In April, Manhattan District Attorney Bragg charged Trump with 34 counts of falsifying business records involving money paid to a porn star before the 2016 U.S. election.

According to his former colleagues, when Smith isn’t busy competing in Ironman swim-cycle-run triathlon races, he works as a hard-working investigator who is open-minded and unafraid to seek out the truth. They described him as just as tenacious in seeking to have the criminal charges dropped for the innocent as in securing the conviction of the guilty.

“If the matter is prosecutable, he will,” said Mark Lesko, an attorney with the firm Greenberg Traurig LLP who worked with Smith when the two were prosecutors in the US Attorney’s Office in New York. “He is fearless.”

This case is unlike any other Smith has brought because of who is accused. Trump served as president from 2017 to 2021 and is now seeking to return to the White House, leading a crowded field of candidates for the 2024 Republican presidential nomination.

One of the two investigations Smith took on involved Trump’s handling of classified documents he kept after leaving the White House in January 2021. The second looked at efforts to overturn US election results from 2020 that Trump lost, including a plot to submit fake voter lists to prevent Congress from certifying Democrat Joe Biden as the winner.

Grand juries in Washington have heard testimony from witnesses in recent months for both inquests.

Trump’s own attorney, Evan Corcoran, became a key witness in the investigation of the documents. Corcoran was forced to testify before a grand jury in March after a federal judge ruled that his conversations with Trump were not protected by a legal doctrine called attorney-client privilege – which protects the confidentiality of certain communications between lawyers and their clients — whether Trump’s comments were made in preparation for a crime.

The election interference investigation — in which former Vice President Mike Pence and others who have held high-level positions in the Trump administration have been subpoenaed — is still ongoing.


Smith, a Harvard Law School graduate who is not registered with any political party, started as a prosecutor in 1994 in the Manhattan District Attorney’s Office under Robert Morgenthau, who was best known for prosecuting mob bosses.

“There was just a real emphasis, from Morgenthau down, on not just getting convictions,” said Todd Harrison, a McDermott Will & Emery attorney who worked with Smith in the Morgenthau’s office and later as a federal prosecutor.

“We were congratulated if we investigated something and demonstrated that the target of the investigation was innocent,” Harrison added.

In 1999, Smith began working at the U.S. Attorney’s Office in Brooklyn.

Smith was involved in the prosecution of Charles Schwarz, one of several former New York City police officers implicated in a high-profile police brutality case involving Abner Louima, an imprisoned black inmate who was assaulted by police with a broomstick .

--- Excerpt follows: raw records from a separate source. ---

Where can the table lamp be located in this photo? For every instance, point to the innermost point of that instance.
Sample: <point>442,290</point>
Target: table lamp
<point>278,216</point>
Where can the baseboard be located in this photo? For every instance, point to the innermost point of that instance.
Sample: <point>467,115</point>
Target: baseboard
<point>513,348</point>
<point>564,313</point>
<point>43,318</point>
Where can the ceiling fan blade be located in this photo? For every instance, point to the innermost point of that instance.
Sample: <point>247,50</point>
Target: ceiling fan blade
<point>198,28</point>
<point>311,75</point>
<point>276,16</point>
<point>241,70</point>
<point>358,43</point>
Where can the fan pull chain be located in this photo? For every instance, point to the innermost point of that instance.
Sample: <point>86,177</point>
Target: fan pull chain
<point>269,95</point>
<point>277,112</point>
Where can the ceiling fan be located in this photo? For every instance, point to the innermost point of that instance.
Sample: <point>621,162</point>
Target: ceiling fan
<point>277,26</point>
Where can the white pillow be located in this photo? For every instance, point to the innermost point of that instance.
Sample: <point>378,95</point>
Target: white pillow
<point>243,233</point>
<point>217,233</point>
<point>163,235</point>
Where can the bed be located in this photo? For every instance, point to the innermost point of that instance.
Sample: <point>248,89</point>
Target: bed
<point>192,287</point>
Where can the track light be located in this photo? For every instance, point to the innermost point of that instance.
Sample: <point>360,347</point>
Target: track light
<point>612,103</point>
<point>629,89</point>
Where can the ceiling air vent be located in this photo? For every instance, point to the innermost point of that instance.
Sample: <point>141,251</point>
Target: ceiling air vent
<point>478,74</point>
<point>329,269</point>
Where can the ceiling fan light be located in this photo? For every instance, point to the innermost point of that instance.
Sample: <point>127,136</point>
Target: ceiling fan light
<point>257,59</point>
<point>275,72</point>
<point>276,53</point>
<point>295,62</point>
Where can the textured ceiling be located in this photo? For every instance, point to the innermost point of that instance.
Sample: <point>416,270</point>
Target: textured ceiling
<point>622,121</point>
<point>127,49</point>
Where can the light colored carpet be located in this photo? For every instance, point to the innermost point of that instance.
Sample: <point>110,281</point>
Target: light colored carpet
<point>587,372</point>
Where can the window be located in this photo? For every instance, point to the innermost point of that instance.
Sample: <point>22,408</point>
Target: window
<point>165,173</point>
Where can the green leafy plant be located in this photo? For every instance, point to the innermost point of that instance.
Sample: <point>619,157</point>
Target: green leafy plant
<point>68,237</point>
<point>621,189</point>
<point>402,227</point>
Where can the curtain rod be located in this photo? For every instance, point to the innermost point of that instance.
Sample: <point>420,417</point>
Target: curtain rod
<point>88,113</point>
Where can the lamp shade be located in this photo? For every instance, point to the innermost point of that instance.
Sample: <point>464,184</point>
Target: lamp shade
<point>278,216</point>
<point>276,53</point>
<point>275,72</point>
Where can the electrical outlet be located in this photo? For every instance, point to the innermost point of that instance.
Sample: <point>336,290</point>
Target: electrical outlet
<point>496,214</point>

Smith also won a murder conviction against Ronell Wilson, a drug gang leader who murdered two plainclothes police officers in New York City, although a federal appeals court overturned the death sentence verdict.

In 2008, Smith left to oversee war crimes prosecutions at the International Criminal Court in The Hague. He returned to the Department of Justice in 2010 to lead its Public Integrity Section until 2015.

More recently, Smith has returned to war crimes cases in The Hague, winning the conviction of Salih Mustafa, a former Kosovo Liberation Army commander who ran a prison where torture took place during the conflict. 1998-99 independence from Serbia.